Once we have our optimized Intermediate code we can use it to generate the final C# code. By this point, all of the hard optimization work has been done, so we can translate the Intermediate code into C# in a relatively straightforward and mechanical way.

An example of the C# code generated by Mips2cs is given in cs_example.html.

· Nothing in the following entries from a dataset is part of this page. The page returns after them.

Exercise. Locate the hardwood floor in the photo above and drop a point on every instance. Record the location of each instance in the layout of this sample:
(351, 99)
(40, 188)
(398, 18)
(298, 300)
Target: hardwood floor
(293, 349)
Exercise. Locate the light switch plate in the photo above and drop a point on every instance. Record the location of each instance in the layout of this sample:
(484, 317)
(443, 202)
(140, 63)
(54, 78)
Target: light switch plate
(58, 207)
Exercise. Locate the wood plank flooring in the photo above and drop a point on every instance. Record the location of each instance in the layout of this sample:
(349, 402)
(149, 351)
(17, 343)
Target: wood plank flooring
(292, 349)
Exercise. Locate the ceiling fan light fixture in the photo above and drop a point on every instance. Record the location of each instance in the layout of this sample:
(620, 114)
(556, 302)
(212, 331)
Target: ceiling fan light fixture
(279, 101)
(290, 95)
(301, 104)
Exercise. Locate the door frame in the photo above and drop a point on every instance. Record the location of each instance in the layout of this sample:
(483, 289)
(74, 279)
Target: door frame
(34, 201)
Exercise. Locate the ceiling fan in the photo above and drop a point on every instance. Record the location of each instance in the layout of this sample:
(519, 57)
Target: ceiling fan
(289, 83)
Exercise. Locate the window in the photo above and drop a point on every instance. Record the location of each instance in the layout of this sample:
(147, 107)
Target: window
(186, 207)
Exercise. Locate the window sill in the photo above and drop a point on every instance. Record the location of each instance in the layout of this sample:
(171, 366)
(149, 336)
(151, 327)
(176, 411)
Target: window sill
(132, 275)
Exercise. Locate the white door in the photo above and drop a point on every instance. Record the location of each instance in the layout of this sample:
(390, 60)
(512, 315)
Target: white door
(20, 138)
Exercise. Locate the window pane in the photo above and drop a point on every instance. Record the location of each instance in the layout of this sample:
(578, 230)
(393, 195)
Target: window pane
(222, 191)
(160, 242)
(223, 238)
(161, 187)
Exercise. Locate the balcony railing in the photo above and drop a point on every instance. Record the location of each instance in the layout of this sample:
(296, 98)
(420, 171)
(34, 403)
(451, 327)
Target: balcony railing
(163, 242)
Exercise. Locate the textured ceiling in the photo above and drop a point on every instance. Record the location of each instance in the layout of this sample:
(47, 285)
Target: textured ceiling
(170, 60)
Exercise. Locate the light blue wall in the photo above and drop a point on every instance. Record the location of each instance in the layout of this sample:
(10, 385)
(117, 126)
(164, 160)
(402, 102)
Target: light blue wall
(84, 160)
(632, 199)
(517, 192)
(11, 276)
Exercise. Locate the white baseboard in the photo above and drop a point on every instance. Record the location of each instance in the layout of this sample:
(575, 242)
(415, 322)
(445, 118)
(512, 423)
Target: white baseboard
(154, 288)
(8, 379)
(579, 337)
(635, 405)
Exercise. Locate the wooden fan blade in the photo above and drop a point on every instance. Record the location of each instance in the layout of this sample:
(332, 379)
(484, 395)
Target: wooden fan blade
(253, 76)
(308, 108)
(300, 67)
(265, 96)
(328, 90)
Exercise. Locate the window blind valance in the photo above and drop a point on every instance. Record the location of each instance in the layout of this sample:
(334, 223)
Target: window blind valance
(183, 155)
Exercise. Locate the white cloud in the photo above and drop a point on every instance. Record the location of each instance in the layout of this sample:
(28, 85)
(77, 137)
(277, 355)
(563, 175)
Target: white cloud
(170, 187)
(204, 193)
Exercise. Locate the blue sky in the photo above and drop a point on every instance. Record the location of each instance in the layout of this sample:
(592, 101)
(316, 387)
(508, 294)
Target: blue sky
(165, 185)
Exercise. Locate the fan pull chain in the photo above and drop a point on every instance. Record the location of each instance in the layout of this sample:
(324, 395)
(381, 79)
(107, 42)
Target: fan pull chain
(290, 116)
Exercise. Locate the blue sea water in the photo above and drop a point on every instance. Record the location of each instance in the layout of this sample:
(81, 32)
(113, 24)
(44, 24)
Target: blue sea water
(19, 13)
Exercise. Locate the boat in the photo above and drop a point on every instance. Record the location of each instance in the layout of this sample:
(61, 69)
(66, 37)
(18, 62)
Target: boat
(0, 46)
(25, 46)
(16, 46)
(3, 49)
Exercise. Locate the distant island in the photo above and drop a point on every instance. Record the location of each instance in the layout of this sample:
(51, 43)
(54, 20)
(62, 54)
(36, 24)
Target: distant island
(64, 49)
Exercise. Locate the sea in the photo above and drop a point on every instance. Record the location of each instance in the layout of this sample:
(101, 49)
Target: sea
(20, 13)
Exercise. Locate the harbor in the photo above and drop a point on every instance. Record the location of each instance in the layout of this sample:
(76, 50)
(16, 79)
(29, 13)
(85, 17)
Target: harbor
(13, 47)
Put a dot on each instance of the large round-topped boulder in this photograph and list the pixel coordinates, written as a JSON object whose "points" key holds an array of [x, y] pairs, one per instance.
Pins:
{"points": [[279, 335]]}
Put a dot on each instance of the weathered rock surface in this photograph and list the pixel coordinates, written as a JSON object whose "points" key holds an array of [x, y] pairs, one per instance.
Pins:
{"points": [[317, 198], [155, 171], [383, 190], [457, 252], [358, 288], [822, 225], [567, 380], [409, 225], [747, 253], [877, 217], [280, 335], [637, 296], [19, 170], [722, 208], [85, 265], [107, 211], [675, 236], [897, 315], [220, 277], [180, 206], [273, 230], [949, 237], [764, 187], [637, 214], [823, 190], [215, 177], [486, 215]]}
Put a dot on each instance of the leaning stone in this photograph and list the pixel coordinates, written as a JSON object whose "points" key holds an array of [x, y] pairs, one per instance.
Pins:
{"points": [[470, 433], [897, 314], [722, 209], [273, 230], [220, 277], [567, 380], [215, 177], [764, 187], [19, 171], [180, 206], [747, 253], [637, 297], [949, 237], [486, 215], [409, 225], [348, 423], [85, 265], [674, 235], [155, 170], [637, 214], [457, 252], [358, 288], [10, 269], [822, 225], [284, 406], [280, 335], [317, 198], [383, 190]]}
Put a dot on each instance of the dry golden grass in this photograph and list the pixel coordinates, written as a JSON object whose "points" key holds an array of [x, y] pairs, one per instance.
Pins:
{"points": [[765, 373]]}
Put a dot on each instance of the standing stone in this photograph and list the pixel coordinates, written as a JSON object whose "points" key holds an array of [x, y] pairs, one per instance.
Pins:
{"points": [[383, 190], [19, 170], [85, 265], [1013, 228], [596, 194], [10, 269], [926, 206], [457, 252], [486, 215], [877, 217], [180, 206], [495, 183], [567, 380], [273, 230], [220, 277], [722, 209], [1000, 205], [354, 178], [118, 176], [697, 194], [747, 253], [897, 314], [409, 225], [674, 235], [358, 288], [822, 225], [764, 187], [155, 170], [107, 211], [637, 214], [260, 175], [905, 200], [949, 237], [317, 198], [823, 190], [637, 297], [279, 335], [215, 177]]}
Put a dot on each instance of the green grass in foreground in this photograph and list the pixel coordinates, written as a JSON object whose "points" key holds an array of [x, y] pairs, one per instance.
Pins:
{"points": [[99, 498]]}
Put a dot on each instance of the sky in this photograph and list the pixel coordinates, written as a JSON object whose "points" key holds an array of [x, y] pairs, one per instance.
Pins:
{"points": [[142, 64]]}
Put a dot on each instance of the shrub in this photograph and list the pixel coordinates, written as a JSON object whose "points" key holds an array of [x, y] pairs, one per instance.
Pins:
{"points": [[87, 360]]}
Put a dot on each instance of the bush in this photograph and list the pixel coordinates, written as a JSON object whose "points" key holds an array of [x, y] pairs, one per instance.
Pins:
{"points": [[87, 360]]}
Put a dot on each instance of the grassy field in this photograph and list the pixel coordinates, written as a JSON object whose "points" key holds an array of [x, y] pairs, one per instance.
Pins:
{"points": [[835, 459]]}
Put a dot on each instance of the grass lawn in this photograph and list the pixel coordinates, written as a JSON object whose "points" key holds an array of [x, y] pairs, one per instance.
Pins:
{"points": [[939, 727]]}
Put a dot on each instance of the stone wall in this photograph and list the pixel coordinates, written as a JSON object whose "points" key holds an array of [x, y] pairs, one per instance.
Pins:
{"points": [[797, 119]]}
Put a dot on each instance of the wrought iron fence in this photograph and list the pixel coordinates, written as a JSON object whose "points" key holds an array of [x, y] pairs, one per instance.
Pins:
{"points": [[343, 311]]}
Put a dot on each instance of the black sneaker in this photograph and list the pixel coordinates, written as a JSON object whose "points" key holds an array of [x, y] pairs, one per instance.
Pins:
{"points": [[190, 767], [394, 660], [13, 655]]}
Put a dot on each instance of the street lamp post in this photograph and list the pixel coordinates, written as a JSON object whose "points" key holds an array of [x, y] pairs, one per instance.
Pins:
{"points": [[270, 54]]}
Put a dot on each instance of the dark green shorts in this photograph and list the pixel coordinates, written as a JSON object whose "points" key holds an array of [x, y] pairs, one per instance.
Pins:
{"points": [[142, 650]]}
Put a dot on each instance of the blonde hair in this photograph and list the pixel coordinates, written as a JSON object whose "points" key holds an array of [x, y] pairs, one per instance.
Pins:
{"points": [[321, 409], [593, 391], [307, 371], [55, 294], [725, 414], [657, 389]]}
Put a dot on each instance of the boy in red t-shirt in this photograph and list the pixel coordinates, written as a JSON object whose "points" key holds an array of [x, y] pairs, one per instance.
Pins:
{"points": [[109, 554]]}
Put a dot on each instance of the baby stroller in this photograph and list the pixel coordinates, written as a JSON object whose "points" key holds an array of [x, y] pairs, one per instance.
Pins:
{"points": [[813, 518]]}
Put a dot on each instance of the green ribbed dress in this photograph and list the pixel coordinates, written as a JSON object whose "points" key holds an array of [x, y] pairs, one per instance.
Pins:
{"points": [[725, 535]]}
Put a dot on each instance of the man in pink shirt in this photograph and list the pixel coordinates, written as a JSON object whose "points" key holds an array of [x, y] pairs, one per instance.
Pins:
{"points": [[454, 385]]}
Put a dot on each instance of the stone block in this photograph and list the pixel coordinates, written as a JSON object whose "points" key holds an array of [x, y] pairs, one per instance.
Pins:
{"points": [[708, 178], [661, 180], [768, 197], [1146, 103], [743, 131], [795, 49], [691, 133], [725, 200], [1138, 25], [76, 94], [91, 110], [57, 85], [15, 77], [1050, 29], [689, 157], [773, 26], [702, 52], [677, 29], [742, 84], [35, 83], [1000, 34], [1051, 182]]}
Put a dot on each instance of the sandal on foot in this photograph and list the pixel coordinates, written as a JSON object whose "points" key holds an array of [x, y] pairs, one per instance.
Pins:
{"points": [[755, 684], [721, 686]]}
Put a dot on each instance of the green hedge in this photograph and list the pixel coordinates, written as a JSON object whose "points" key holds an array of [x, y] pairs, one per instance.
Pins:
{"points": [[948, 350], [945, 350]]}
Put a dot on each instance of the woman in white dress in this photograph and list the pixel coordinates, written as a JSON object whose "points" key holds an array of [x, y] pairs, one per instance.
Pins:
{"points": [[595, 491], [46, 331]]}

Points to note are the following:

• The MipsCallbacks interface allows the MIPS code to call back to arbitrary C# code.
• The MipsVM class contains the state of the MIPS machine (data members) as well as the translated MIPS code (methods).
• The registers appear as private int variables in the MipsVM class.
• The MIPS machine's memory is split into 64KB pages and represented as a two-level int[][] array (the first index being the page number, and the second being the offset within the page).
  • This paged structure gives us the ability to dynamically allocate new memory pages (for example, after a malloc or new) without having to copy the entire memory contents.
  • However, it does slow down the code somewhat (compared to a simple one-dimensional array). I have not measured the effect of this in Mips2cs, but Alliet & Megacz 2004, in their work on NestedVM, reported approximately a 30% to 70% increase in runtime, depending on the program being run. (See nestedvm.ivme04.pdf, section 3.1.)
• The contents of memory are initialized by InitMem().
  • At the moment this is done in a fairly inefficient way, because large blocks of zeros (such as from BSS sections) are stored explicitly in the array initializer. This can make for unnecessarily large executables. (This could probably be improved.)
• Memory access is done by separate methods (ReadWord, WriteWord etc.) rather than being done inline.
  • An interesting experiment would be to try inlining the memory accesses. Presumably this would result in faster run times, at the expense of increased code size.
• The code is represented as a two-level "trampoline" structure. The code itself is translated into separate Exec methods (Exec64, Exec65 etc). There is also a top-level Run method which dispatches to the appropriate Exec method (depending on the current position within the code).
  • The reason for using this structure, as opposed to a single giant Run method, is that the smaller Exec methods are (in theory) more JIT-friendly, and should therefore run faster. (However, this has not been tested in practice, nor has the optimal size of the Exec methods been determined.)
• The Exec methods themselves are structured as large switch statements. Each basic block of the original code becomes a single case block in one of these methods.
• The position in the code is represented by a "basic block number", rather than a program counter address.
  • This allows the switch statements to be compiled to efficient lookup tables (because the set of values being switched on is dense).
• The code within the case blocks is more or less a literal translation of the Statements from the Intermediate language (see above). For example:
  • StoreReg operations become assignments, e.g. StoreReg "v1" (BinExpr Add (LoadRegExpr "s0") (LoadRegExpr "s1"))) translates into v1 = s0 + s1;.
  • Let statements become assignments to local variables.
  • Jump statements translate into goto (if the destination is within the same Exec method) or return (if we need to go to a different Exec method; in this case, the code goes back up to Run(), which then sends us back down into the new Exec() method).
  • If a Jump has a (non-trivial) condition attached, it is converted to an if.
  • IndirectJump statements need special handling because we need to map the jump address into a basic block number. This mapping is handled by a hash table (called case_table in the code).

Worked example

If you want to see how the above works in a real example then you may want to look at the Worked example page. This illustrates the complete pipeline (including translation to Intermediate code, optimization, and C# code generation) for a simple factorial function.